Désormais, je vis et je respire par l'«âme». [... ]
Aujourd'hui, à la minute présente, je vis, je vis pleinement, la vie vaut d'être vécu et si j'apprenais que je dois mourir demain, je dirais : dommage, mais je ne regrette rien. [... ]
Ce qui importe en définitive, c'est l'âme, où l'être, comme on voudra, qui rayonne à travers la personne. [... ]

La source vitale doit toujours être la vie elle-même, non une autre personne. Beaucoup de gens, de femmes surtout, puisent leur force chez un autre être, c'est lui leur source vitale, non la vie elle-même. Situation fausse, défi à la nature. [...]

Il y a en moi un puits très profond. Et dans ce puits, il y a Dieu. Parfois je parviens à l'atteindre. Mais plus souvent, des pierres et des gravats obstruent ce puits, et Dieu est enseveli. Alors il faut le remettre au jour.
Il y a des gens, je suppose, qui prient les yeux levés vers le ciel. Ceux-là cherchent Dieu en dehors d'eux. Il en est d'autres qui penchent la tête et la cachent dans leurs mains, je pense que ceux-ci cherchent Dieu en eux mêmes. [... ]
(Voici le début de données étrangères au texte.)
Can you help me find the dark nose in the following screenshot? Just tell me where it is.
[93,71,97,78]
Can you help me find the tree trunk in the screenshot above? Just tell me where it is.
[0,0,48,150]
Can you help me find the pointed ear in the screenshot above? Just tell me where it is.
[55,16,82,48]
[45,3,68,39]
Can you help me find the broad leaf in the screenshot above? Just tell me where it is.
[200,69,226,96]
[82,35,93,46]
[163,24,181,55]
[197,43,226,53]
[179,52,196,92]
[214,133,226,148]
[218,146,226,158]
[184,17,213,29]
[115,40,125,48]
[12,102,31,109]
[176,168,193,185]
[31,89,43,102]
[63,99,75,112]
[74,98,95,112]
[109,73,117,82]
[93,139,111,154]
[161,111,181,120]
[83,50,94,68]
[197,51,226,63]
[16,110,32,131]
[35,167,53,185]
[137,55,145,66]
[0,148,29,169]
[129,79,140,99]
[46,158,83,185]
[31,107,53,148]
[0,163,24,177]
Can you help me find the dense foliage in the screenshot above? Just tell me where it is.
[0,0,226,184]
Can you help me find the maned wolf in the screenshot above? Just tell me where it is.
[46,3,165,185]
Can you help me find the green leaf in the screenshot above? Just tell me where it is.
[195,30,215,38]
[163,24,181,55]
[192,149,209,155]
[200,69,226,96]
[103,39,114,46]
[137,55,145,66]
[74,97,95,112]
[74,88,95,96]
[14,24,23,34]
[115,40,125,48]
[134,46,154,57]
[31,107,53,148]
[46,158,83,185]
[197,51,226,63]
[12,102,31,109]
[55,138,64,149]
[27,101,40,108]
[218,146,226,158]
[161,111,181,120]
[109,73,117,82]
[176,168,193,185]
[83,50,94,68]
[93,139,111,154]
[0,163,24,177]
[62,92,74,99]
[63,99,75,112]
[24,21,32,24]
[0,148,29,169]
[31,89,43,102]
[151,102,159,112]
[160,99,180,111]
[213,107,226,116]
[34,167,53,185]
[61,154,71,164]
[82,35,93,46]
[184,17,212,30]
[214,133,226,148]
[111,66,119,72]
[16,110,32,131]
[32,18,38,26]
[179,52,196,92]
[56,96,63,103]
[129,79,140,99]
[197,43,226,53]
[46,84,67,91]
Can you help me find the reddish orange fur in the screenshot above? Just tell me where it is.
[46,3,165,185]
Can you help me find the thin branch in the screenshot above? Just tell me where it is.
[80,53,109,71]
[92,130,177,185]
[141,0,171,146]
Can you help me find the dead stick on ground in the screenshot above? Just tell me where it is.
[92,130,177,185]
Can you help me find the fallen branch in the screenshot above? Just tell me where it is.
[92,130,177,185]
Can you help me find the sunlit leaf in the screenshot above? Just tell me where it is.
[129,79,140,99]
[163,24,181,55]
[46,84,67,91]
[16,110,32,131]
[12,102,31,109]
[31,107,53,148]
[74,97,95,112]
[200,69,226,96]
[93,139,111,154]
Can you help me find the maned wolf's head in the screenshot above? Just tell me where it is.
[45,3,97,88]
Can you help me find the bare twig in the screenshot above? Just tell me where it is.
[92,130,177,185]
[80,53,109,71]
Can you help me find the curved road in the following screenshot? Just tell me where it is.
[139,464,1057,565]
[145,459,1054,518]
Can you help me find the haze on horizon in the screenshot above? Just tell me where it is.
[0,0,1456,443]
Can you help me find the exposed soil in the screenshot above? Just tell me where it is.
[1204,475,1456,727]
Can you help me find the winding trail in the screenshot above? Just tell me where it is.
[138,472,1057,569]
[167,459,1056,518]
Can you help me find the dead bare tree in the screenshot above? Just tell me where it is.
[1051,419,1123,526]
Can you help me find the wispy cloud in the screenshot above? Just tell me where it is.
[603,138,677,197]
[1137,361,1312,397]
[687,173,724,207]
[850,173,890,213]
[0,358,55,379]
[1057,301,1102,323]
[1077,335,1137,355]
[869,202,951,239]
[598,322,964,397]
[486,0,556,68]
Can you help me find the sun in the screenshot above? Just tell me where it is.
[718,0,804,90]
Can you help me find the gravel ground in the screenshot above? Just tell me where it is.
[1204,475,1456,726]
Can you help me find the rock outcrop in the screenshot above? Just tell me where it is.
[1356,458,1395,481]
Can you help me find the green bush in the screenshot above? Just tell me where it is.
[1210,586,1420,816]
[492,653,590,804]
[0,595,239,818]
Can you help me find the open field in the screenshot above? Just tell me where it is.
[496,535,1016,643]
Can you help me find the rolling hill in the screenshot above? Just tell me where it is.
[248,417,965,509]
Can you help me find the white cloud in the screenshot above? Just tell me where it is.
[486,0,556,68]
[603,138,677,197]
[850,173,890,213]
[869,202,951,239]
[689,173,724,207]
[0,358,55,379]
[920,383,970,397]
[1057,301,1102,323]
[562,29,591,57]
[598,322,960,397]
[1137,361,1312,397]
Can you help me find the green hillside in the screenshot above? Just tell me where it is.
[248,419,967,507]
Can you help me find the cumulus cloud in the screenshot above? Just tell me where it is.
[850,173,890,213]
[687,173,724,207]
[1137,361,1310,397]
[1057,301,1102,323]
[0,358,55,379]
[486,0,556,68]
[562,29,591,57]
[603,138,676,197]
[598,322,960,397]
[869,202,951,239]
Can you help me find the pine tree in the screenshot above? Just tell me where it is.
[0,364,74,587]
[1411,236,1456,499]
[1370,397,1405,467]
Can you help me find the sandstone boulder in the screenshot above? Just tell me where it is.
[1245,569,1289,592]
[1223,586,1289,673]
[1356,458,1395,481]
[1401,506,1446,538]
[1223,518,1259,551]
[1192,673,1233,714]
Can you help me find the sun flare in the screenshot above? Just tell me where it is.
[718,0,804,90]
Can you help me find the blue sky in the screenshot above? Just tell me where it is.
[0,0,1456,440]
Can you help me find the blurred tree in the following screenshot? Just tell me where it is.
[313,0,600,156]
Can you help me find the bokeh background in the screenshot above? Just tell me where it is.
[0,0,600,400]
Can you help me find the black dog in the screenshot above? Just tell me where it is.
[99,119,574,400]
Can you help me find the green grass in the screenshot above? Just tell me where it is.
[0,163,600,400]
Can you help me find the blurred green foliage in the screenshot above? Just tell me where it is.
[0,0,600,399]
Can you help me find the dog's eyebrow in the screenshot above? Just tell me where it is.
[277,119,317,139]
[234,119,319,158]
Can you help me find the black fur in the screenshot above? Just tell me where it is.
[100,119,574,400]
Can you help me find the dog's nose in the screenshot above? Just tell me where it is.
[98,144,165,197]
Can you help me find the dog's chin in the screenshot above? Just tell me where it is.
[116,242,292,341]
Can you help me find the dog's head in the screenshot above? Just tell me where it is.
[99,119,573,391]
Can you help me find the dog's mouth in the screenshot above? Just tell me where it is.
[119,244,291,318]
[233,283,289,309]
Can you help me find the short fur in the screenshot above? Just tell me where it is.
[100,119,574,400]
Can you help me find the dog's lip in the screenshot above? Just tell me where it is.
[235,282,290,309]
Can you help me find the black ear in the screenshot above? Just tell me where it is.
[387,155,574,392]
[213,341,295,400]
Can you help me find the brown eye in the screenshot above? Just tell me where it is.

Processus lent et douloureux que cette naissance à une véritable indépendance intérieure. Certitude de plus en plus ferme de ne devoir attendre des autres ni aide, ni soutien, ni refuge, jamais. Les autres sont aussi incertains, aussi faibles, aussi démunis que toi-même. Tu devras toujours être la plus forte. Je ne crois pas qu'il soit dans ta nature de trouver auprès d'un autre les réponses à tes questions. Tu seras toujours renvoyée à toi-même. Il n'y a rien d'autre. Le reste est fiction. Mais c'est dur d'être ramenée sans cesse à cette vérité. Surtout en tant que femme. Quelque chose te poussera toujours à te perdre dans un autre, dans « l'être unique ». Encore une fiction - une belle fiction, certes. Deux vies ne sauraient coïncider. Pour moi, en tout cas. Tout au plus connait-on quelques moments de communion. Mais ces moments justifient-ils une association pour la vie ? Suffisent-ils à cimenter une vie commune ? Il y a aussi, tout de même, un sentiment fort. Et parfois heureux. Seule. Mon Dieu. Mais dure. Car le monde reste inhospitalier. Mon coeur est plein de passion, mais jamais pour un seul être. Pour tous. C'est un coeur très riche, semble-t-il. Autrefois je me voyais donnant ce coeur, un jour, à une seule personne. Mais c'est irréel. Et lorsqu'on découvre à vingt-sept ans des « vérités » aussi dures, cela vous remplit parfois de désespoir, de solitude et d'angoisse, mais vous donne aussi un sentiment d'indépendance et de fierté. Je suis confiée à ma seule garde et devrai me suffire à moi-même. L'unique critère dont on dispose, c'est soi même. Je ne cesse de le répéter. Et l'unique responsabilité dont tu pourras te charger dans cette vie, c'est celle de ta personne mais alors il faudra le faire pleinement. [... ]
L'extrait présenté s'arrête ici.